Here ceas'd the shepherd's song, but not his woe;
Grief never ends itself. And he doth know
Nothing but time or wisdom to allay it;
Time could not then; the other should not stay it.

Thus sits the hapless swain: now sighs, now sings:
Sings, sighs, and weeps at once. Then from the springs
Of pity begs his pardon. Then his eye,
Wronging his oraisons, some place hard by
Informs his intellect, where he hath seen
His mistress feed her flock, or on the green
Dance to the merry pipe: this drives him thence
As one, distracted with the violence
Of some hot fever, casts his clothes away,
Longs for the thing he loath'd but yesterday,
And fondly thinking 'twill his fits appease,
Changeth his bed, but keeps still the disease.
Quitting the plains to seek the gloomy springs,
He, like a swan that on Meander sings,
Takes congey of his mates with ling'ring haste,
To find some stream where he may sing his last.
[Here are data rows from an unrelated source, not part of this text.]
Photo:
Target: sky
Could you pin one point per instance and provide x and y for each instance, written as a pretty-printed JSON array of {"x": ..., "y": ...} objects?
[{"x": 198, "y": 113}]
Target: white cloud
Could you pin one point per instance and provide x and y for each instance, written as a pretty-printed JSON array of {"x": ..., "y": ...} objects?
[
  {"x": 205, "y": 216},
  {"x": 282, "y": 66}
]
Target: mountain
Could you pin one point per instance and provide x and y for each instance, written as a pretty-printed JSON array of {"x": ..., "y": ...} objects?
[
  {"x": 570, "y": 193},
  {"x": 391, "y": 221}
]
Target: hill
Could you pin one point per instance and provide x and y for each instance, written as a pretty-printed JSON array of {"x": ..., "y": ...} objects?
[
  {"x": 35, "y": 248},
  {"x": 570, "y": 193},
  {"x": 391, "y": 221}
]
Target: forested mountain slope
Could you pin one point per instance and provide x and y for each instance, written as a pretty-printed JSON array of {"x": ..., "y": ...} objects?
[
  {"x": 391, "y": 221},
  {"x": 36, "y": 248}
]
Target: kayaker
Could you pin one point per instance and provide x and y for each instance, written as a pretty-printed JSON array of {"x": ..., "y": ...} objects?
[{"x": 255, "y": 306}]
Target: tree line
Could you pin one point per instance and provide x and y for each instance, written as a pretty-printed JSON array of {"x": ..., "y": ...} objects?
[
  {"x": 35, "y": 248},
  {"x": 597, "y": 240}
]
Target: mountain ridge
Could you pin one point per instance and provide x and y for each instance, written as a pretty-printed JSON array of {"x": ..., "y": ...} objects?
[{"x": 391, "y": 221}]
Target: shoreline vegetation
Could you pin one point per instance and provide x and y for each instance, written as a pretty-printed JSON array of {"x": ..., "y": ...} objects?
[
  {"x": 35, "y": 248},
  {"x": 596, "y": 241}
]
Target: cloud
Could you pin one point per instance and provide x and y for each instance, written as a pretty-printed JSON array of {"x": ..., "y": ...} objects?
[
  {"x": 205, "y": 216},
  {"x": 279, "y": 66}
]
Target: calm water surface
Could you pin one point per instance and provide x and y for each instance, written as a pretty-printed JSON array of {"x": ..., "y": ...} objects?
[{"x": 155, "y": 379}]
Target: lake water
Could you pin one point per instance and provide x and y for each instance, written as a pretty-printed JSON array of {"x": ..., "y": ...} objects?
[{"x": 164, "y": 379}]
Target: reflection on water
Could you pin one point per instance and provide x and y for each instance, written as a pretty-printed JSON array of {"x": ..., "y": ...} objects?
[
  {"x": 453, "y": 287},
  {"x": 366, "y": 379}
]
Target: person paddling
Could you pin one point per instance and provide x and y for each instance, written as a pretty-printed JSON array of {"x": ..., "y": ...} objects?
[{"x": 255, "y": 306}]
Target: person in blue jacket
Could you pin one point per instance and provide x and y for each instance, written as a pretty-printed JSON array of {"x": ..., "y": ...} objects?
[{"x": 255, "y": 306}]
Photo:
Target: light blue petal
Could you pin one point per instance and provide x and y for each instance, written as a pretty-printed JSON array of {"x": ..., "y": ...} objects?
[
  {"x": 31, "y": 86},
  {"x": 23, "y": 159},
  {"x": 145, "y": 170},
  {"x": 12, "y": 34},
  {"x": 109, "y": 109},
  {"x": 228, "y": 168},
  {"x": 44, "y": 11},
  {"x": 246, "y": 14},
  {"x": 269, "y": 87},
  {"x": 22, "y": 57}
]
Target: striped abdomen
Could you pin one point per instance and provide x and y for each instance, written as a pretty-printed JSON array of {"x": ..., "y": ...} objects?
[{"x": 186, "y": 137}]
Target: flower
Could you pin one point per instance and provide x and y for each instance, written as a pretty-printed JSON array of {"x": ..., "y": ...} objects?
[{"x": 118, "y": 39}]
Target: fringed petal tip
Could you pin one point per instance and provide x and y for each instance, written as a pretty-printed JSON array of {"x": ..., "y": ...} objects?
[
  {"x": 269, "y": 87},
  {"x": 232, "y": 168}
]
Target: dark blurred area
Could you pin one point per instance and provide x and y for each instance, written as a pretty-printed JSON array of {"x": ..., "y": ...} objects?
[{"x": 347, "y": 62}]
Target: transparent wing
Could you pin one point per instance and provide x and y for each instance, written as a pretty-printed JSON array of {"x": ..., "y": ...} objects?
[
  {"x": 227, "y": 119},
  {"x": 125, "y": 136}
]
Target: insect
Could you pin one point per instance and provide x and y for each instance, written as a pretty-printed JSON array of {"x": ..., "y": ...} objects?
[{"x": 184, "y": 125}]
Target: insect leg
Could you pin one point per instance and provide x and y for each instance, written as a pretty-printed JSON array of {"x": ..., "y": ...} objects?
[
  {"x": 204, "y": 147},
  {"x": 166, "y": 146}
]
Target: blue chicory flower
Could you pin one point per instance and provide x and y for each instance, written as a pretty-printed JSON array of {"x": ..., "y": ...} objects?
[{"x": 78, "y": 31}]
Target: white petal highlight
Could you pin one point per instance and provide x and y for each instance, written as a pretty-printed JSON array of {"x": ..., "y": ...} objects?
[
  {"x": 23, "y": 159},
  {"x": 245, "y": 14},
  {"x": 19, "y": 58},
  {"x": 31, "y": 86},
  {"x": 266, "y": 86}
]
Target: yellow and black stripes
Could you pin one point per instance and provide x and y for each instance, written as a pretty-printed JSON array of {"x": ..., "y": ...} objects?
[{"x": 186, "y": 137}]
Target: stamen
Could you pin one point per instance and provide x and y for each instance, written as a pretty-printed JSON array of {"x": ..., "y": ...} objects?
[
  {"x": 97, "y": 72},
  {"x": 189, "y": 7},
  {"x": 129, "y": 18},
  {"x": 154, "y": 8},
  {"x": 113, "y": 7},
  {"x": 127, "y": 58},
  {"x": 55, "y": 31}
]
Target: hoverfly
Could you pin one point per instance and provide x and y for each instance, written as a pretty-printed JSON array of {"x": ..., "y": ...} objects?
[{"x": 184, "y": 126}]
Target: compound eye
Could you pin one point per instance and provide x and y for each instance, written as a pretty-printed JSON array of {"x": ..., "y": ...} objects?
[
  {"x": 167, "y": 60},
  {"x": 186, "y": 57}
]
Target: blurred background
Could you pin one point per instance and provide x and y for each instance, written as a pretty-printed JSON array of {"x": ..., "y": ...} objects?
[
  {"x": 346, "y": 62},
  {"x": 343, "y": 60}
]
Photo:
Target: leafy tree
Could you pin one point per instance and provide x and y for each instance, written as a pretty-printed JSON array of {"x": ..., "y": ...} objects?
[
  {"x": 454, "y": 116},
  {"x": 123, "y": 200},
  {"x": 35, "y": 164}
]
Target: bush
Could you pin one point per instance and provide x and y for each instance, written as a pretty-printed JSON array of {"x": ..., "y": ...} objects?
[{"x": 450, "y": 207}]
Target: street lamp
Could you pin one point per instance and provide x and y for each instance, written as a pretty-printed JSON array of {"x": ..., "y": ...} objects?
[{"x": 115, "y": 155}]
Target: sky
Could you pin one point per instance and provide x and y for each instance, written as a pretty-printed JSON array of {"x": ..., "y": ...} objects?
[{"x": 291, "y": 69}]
So have I left my Tavy's flow'ry shore,
Far-flowing Thamesis, and many more
Attractive pleasures which sweet England yields,
Her peopled cities and her fertile fields,
For Amphitrite's plains; those hath mine eye
Chang'd for our whilom fields of Normandy;
For Seine those have I left; for Loire, the Seine;
And for the Thoüe changed Loire again;
Where to the nymphs of Poitou now I sing
A stranger note (yet such as ev'ry spring
Rolls smiling to attend): for none of those
Yet have I lessen'd or exchang'd my woes.
Dear, dearest isle, from thee I pass'd away
But as a shadow, when the eye of day
Shines otherwhere; for she whose I have been,
By her declining makes me live unseen.
Nor do I hope that any other light
Can make me her's; the pallid queen of night
And Venus, or some err, may with their rays
Force an observing shade; but none of these,
Meteors to my set sun, can ever have
That power thou hadst. Sweet soul, thy silent grave
I give my best verse, if a shepherd's wit
Can make a dead hand capable of it.
Chaste were our loves, as mutual; nor did we
Hardly dream otherwise; our secrecy
Such as I think the world hath never known
I had a mistress, till that I had none.

Poor Celadyne and I (but happier he)
Only in dreams meet our felicity;
Our joys but shadows are; our constant woes
The day shows real; O, unhappy those,
Thrice, thrice unhappy, who are ever taking
Their joys in sleep, but are most wretched waking!